Vielleicht können wir uns die Welt viel besser erklären, wenn wir den Aspekt der Ratlosigkeit zulassen, wenn wir akzeptieren, dass wir im Moment keine einfache Antwort auf all die großen Fragen haben. Das ist schwierig, denn es kann Angst machen, diese Überforderung anzuerkennen. Der Shruggie ist aber davon überzeugt, dass diese Ratlosigkeit die Voraussetzung ist, um überhaupt auf neue Ideen zu kommen. Der Autor Christoph Kucklick nennt das „Überforderungsbewältigungskompetenz“, der Shruggie meint das gleiche – braucht aber weniger Zeichen ¯\_(ツ)_/¯

 

Sascha Lobo hat Ihr Buch als die „erste Emoji-Philosophie überhaupt“ bezeichnet. Was meint er damit?

Die Idee hinter dem Buch „Das Pragmatismus-Prinzip“ ist es, mit dem Shruggie eine Lebenshaltung zu entwickeln, die sich den Herausforderungen der digitalen Welt stellt. Irgendwer hat mal geschrieben, der Shruggie stehe für das Standard-Internet-Gefühl. Das fand ich spannend – und habe es ausformuliert. Dabei habe ich den Shruggie in zahlreichen philosophischen Schulen (allen voran im kritischen Rationalismus von Karl Popper und im philosophischen Pragmatismus von Henri James) wiedergefunden, aber auch in modernen Ansätzen der Arbeitsorganisation (New Work, Scrum) und Denkrichtungen wie Design Thinking oder Effectuation. Das habe ich zusammengeführt und herausgekommen ist ein Appell zu mehr Pluralismus und Offenheit – der Shruggie fragt stets: Was wenn das Gegenteil richtig wäre?

 

Sie listen – so der Untertitel – zehn Gründe für einen gelassenen Umgang mit dem Neuen auf. Warum?

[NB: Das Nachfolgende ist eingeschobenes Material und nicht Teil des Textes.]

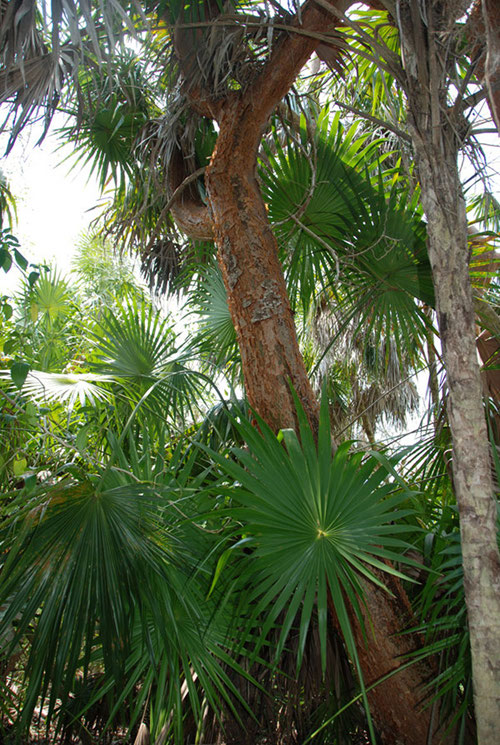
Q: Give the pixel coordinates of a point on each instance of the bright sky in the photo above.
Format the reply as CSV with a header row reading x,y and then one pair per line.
x,y
54,205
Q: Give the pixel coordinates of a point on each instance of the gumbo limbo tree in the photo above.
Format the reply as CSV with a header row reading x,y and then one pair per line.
x,y
235,71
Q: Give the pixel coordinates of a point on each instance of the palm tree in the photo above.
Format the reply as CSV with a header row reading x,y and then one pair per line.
x,y
236,79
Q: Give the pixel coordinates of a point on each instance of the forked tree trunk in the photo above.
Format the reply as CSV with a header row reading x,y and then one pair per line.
x,y
434,135
271,359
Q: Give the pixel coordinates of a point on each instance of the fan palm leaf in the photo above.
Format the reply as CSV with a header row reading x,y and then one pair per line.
x,y
312,525
111,570
136,346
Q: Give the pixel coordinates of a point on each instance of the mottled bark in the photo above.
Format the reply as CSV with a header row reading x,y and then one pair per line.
x,y
400,706
491,15
271,359
436,148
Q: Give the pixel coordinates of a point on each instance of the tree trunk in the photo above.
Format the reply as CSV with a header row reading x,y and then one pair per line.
x,y
436,148
271,359
256,291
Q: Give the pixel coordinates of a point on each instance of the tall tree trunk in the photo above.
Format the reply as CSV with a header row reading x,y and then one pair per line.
x,y
434,135
271,359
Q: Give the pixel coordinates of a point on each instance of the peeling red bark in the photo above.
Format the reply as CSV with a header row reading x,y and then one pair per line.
x,y
271,359
399,705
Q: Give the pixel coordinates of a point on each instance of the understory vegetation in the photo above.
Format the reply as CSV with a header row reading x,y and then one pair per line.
x,y
183,560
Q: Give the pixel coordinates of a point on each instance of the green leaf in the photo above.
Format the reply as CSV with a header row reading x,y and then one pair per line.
x,y
82,437
19,466
19,372
5,259
20,260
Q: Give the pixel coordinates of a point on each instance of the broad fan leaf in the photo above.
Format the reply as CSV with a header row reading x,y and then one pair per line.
x,y
65,388
350,231
312,526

Ich habe den Eindruck, dass das Fremde, das Verstörende und Neue derzeit kein besonders gutes Image haben. Wir leben in einer Zeit, in der das Bewahrende und das Verteidigen einen höheren Stellenwert hat als die Gestaltung einer offenen Zukunft. Das kann man an vielen Stellen weltpolitisch aber auch im direkten privaten Umgang beobachten: Das Aufkommen der rechtspopulistischen Parteien in Europa, der Wahlsieg Trumps oder auch der Brexit basieren allesamt auf einer Sehnsucht nach einer vermeintlich besseren Vergangenheit. Es gibt aber auch in liberaleren Kreisen eine vergleichbare Rückbesinnung wenn es z.B. um den Umgang mit Smartphones in der Schule geht. Wir neigen allesamt dazu, das für normal zu halten, was wir erlebt haben als wir jung waren. Wenn es sich ändert, reagieren wir abwehrend. Aber Veränderung ist das Grundprinzip der Menschheit. Ich wünsche mir – gemeinsam mit dem Shruggie – einen hoffnungsvolleren Blick auf die Zukunft.

 

Plädieren Sie für mehr Optimismus?

Ich plädiere für eine Haltung, die ich Kulturpragmatismus nenne und die zwischen den festgefahrenen Positionen von Optimisten und Pessimisten steht. Meiner Einschätzung nach geht es nicht darum, Zukunftsprognosen oder Drohkulissen zu entwerfen. Es geht darum, sich zu engagieren und sich für diejenige Zukunft einzusetzen, die man gerne haben möchte. Zukunft ist kein Schicksal, sondern ein gestaltbarer, offener Raum. Die Schriftstellerin Rebecca Solnit hat diese Haltung mal in die Aufforderung gegossen: „Embrace the Unknown“, Umarme das Unbekannte. Denn das ist das Wesen der Zukunft: sie ist unbekannt. Es kommt auf unser Zutun an, sie im Sinne eines menschlichen Lebens zu gestalten.